Entre as músicas, onde variavam os instrumentos como a harmónica, as maracas, o bandolim e os samples (violino) e nos remetiam para uma espécie de levitação num folk-rock descomprometido, Julia partilhava com humor algumas intimidades da banda. Afinal os Postcards não deixam de ser “o clássico”, ou seja os 4 amigos que se tornaram numa banda de música. E foi essa cumplicidade que transmitiram durante toda a sua actuação, mais notória entre Julia e Marwan (ao seu lado direito), pois a disposição do palco também não a permitia ver Pascal (bateria a trás de si). “Oh the places we will go”, tema que fala sobre a liberdade, e da dificuldade que têm no Líbano para obterem vistos para circularem livremente na Europa. Prova disso foi a ausência do 4º elemento da banda (baixista).

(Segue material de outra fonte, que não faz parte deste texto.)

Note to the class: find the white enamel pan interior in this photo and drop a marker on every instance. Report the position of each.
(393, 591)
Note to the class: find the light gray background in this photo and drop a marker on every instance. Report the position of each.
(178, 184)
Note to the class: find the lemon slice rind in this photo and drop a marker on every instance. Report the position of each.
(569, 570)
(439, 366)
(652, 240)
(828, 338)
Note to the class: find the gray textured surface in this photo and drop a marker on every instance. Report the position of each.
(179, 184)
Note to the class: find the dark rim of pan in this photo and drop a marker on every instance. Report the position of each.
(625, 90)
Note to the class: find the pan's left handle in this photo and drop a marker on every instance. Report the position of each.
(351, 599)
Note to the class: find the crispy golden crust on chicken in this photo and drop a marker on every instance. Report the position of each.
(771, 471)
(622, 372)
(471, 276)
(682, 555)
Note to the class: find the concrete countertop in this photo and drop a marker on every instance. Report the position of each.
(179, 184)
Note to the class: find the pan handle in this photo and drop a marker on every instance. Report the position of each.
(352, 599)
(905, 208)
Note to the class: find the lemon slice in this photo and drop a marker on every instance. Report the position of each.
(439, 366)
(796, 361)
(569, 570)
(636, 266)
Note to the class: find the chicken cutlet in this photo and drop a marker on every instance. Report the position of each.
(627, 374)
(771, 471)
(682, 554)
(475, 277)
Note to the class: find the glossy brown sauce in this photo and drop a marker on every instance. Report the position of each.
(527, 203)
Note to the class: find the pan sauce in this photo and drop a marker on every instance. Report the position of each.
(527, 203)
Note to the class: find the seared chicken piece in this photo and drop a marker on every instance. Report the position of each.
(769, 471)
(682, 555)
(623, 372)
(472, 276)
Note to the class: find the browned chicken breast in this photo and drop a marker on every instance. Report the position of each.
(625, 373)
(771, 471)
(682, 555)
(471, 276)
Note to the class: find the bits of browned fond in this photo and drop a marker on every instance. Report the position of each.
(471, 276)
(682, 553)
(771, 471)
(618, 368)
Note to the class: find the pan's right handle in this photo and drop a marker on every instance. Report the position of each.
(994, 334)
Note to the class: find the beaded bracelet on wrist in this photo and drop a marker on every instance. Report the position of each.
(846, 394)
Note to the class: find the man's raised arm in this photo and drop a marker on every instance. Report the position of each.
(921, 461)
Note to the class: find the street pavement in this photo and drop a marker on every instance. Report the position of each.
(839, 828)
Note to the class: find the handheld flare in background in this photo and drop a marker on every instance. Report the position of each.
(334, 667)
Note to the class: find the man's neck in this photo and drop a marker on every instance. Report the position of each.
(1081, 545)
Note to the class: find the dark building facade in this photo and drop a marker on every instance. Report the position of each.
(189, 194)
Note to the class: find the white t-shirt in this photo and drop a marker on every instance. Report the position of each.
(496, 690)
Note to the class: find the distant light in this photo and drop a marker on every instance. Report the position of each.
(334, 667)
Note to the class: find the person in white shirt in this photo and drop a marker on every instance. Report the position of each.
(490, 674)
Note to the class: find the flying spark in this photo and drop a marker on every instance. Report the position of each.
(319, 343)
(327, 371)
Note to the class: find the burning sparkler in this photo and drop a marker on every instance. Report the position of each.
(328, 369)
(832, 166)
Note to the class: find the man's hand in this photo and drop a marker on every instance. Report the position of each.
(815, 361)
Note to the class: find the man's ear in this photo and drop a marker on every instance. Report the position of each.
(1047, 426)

Os Postcards tocaram mais um par de músicas, mas a vontade de ficarem mais que as 10 horas seguintes, foi verbalizada (regresso a Beirute). Depois dos agradecimentos sentidos aos técnicos portugueses (som, logística, promotores, etc.), ainda tiveram tempo para beber uma cerveja connosco (MDX).

Os Postcards são um grupo de amigos que tocavam covers nos bares de Beirute, e começou a levar a música mais a sério quando gravaram o primeiro EP “Lakehouse” (2013). Todos estudantes universitários, que se vêem a viver da música e para a música num futuro próximo, não estivesse a Julia Sabra já na sua segunda graduação superior de Música, na Universidade Americana de Beirute. Marwan e Pascal estão a terminar engenharias, mas não é por isso que não levam a música menos a sério. O terem tocado com a banda norte-americana “Beirute” no Libano, foi também um momento sério e que os deixou muito orgulhosos. Quando lhes perguntei porque não gravaram um CD, foram consensuais na resposta, “preferirmos gravar dois EP’s, em vez de um CD por ser mais pequeno e por isso se tornar mais fácil, não nos comprometendo e assim também serviu como um teste”. Mas infelizmente se quiserem comprar os seus discos, só por encomenda, não tendo conseguido a distribuição na Europa. Nós tivemos sorte e até os conseguimos autografados! Postcards no regresso a Beirute, e que seja até à próxima!